Gemeinsam mit dem alten Ehepaar Fred und Bessie bilden Zoë, Onkel Henry und Herr Kommkomm schon bald eine recht ungewöhnliche Art von Patchworkfamilie, die sich in ihrem Zusammensein viel zu geben haben. Besonders beeindruckend ist die reine Lebensfreude, die die alte und todkranke Bessie verströmt und die mit ihrer herzlichen und liebevollen Art den anderen immer wieder zeigt, wie wichtig es ist, dass Leben in vollen Zügen zu genießen und auf sein Herz zu hören!

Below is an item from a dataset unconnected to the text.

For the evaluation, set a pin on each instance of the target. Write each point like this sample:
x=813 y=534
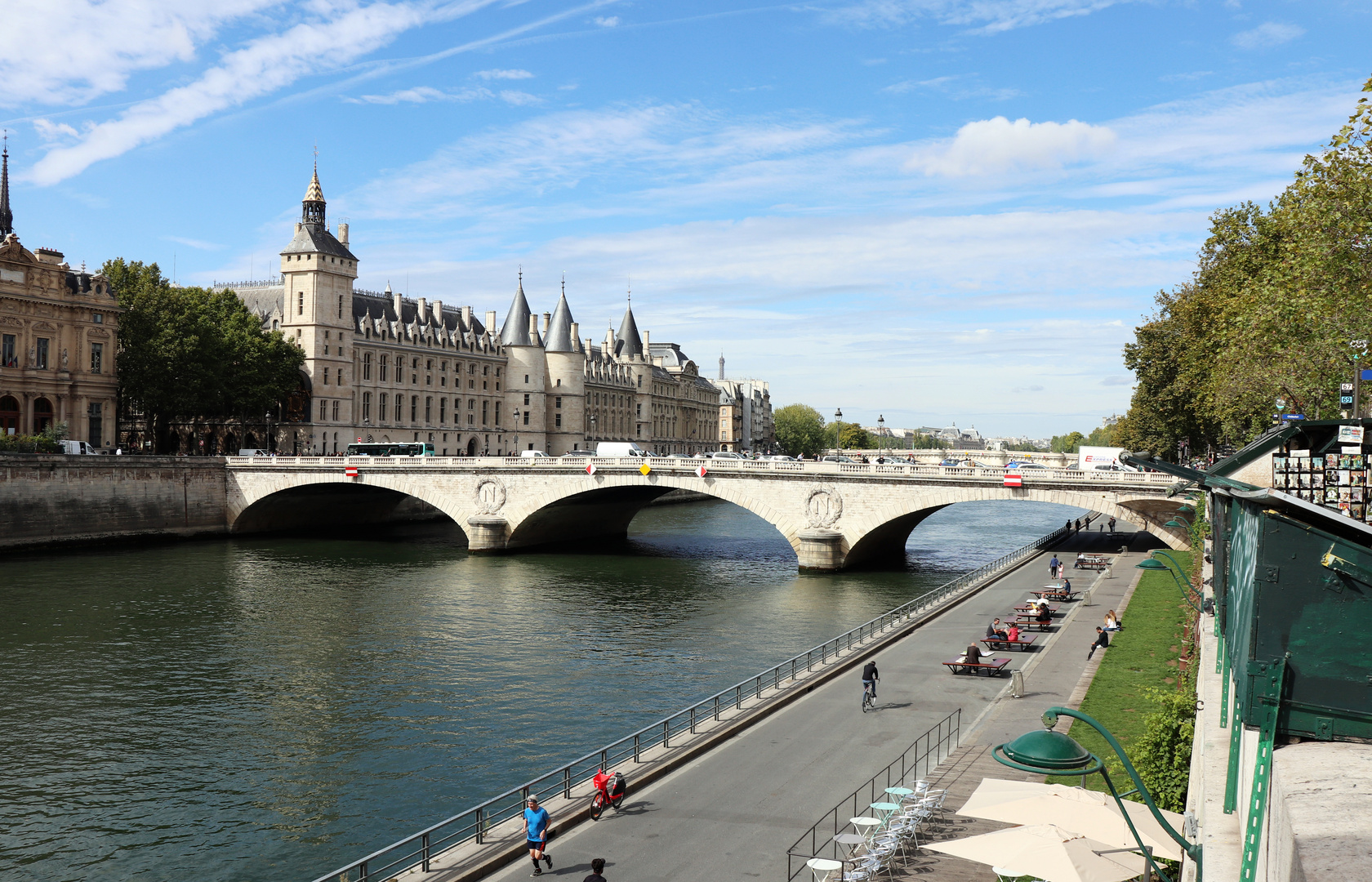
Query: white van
x=619 y=449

In den Episoden, die sich zwischen Zoë und Kater Kommkomm abspielen, spiegelt sich Zoës eigenes Leben wider: genau wie Streuner Kommkomm nach und nach lernt Vertrauen zu gewinnen, lernt auch Zoë das mit der Zeit im Zusammenleben mit ihrem Onkel Henry und ihren neuen Freunden. Neben den Charakteren, die Zoës neue Familie bilden spielen auch Figuren aus ihrer Vergangenheit im Laufe des Romans eine Rolle. Diese reflektieren teils Zoës altes Leben, teils widerlegen sie gebildete Vorurteile ihnen gegenüber, so grenzen sich Zoë und ihre Freunde noch weiter von den anderen Personen in dieser Geschichte ab, die in ihrer Ignoranz gegenüber “Anderssein” und Individualität zwar teilweise eindimensional wirken, aber gerade das verstärkt den Unterschied zu den von vorneherein weltoffenen oder den sich während der Geschichte wandelnden Charakteren. So ergibt sich in Summe eine herzerwärmende und facettenreiche Erzählung über Liebe, Freundschaft und Vertrauen, aber auch über Respekt und der Widerlegung von Vorurteilen.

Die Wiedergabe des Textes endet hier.